I’m wondering if we might work around it w/some creative use of the start_on parameter. I wouldn’t recommend trying to alter the way dates are handled- particularly given 2.0 alters that and expects them to be in there adjusted for server tz. But start_on could give a finer grained control and might do the trick.
Generally correct? Are you serious? I just outlined several things that no one would ever consider to be correct. Let’s go through this one by one.
1. “Day/week/month are not localized.” That’s fine I suppose. It appears some sorting code is based off of this like the problem I’m experiencing: display_by=“day” limit=“2”. When the day is wrong. Grossly wrong. It affects the display.

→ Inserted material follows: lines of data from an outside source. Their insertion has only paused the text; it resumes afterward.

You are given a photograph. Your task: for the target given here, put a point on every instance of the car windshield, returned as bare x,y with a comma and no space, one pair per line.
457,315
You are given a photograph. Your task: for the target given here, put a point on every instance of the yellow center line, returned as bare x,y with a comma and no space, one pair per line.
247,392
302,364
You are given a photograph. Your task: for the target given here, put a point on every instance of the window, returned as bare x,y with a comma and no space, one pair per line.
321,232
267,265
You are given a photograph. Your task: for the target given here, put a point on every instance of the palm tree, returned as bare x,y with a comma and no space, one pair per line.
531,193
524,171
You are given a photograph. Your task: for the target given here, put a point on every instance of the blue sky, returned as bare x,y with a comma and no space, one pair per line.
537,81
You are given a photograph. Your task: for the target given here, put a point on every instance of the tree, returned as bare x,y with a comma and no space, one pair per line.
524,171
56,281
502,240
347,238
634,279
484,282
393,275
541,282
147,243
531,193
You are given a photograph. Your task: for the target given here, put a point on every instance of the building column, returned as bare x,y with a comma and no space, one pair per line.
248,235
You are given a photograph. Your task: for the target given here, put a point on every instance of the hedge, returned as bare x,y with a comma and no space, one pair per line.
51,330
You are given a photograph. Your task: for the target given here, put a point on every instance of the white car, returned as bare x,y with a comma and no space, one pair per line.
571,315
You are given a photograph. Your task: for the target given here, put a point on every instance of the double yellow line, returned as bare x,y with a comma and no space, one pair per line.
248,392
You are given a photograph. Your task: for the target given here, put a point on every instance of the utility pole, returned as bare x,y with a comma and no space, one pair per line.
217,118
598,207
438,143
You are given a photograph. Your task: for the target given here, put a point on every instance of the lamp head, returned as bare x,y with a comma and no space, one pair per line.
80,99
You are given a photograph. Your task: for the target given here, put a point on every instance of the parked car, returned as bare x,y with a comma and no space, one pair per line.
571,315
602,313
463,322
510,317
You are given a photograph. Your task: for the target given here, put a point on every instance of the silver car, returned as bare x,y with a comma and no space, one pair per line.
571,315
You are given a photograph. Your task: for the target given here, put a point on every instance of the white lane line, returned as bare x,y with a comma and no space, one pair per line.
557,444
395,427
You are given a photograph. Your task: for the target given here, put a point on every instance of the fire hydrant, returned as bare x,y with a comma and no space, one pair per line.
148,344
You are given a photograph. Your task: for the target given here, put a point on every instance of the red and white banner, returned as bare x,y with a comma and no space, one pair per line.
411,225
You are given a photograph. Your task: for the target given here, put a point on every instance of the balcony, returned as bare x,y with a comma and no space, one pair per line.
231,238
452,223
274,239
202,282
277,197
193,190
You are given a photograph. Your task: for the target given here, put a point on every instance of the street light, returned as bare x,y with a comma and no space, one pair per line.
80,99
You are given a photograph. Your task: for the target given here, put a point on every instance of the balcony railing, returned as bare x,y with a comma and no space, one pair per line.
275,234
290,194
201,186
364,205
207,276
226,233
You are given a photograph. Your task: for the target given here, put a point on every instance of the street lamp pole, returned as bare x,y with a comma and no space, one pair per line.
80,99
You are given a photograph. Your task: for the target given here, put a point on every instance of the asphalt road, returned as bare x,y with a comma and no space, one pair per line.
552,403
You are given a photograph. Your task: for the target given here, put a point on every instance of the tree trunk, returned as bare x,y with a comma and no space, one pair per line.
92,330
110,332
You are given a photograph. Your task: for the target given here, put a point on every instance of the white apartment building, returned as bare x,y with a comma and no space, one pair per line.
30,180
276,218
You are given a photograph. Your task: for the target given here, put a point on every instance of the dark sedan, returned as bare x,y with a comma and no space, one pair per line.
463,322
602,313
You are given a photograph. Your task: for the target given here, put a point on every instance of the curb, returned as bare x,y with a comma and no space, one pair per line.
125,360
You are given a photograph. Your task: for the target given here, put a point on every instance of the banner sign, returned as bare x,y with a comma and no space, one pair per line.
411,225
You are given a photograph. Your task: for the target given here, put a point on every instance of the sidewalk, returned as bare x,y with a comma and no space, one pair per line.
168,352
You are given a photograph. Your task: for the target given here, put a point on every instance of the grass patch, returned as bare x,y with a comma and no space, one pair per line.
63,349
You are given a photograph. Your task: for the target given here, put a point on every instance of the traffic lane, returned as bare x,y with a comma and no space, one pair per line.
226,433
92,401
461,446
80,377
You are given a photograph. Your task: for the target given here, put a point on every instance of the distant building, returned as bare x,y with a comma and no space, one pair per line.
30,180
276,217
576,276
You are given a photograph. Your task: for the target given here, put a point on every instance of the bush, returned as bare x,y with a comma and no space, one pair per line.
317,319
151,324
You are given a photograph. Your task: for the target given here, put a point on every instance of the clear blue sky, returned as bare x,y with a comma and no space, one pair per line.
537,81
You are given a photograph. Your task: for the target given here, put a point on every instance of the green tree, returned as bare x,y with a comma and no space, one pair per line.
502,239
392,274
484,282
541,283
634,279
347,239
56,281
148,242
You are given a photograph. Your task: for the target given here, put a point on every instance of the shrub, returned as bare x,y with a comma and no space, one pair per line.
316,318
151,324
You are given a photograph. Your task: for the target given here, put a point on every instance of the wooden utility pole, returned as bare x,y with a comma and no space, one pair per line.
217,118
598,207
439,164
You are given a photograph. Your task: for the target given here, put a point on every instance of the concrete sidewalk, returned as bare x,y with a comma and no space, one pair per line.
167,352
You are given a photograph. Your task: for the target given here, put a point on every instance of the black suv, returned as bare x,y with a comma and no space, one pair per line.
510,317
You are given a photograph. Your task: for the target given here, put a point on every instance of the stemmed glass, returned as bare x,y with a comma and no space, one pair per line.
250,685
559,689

2. This is just wrong. My server time is set correctly. GMT -6 CST (Texas). The entry in the database gets WRONGLY CONVERTED to GMT +6 Bangladesh. There is nothing you can say to tell me that timestamp is correct in any way shape or form. Bangladesh? Seriously? Just because EE is capable of undoing this error when making the time human readable - it doesn’t make it “generally correct”. This error exacerbates #1 and makes rountine parameters like “display_by=“day” almost unusable.
I imported 21,000 items over 8 years and was forced to give them a Bangladesh timestamp in order to make them display correctly in certain situations (some situations they won’t). What happens in EE 2.0?
You stated this behavior is correct, yet the team saw fit to change the correct behavior to a “more correct behavior” and make them GMT 0.
I just checked my test installation of 2.0. The timestamp on a new post is exactly right - GMT 0 as expected (not GMT Bangladesh). The “day” field says today - as desired (note that it IS localized. Otherwise it would have put the 8th down)!
I run a daily news site. “Daily” matters to me… not “sorta daily give or take 12 hours”.
3. While there may be a work around by using different parameters - I hope you see that one shouldn’t need more fine grain control over “daily”. “Start on” doesn’t work for me because I want that page to display the last two days that have news entries - not the last 48 hours. display_by=“day” limit=“2” is supposed to do that. But it doesn’t.
So, I guess the questions are:
1. Will there be an update script available that will correct the inherent 1.6.8 timestamp mess as people move to 2.0?
or
2. Will all our old posts be read as being posted a server offset time prior to their original posting date and time?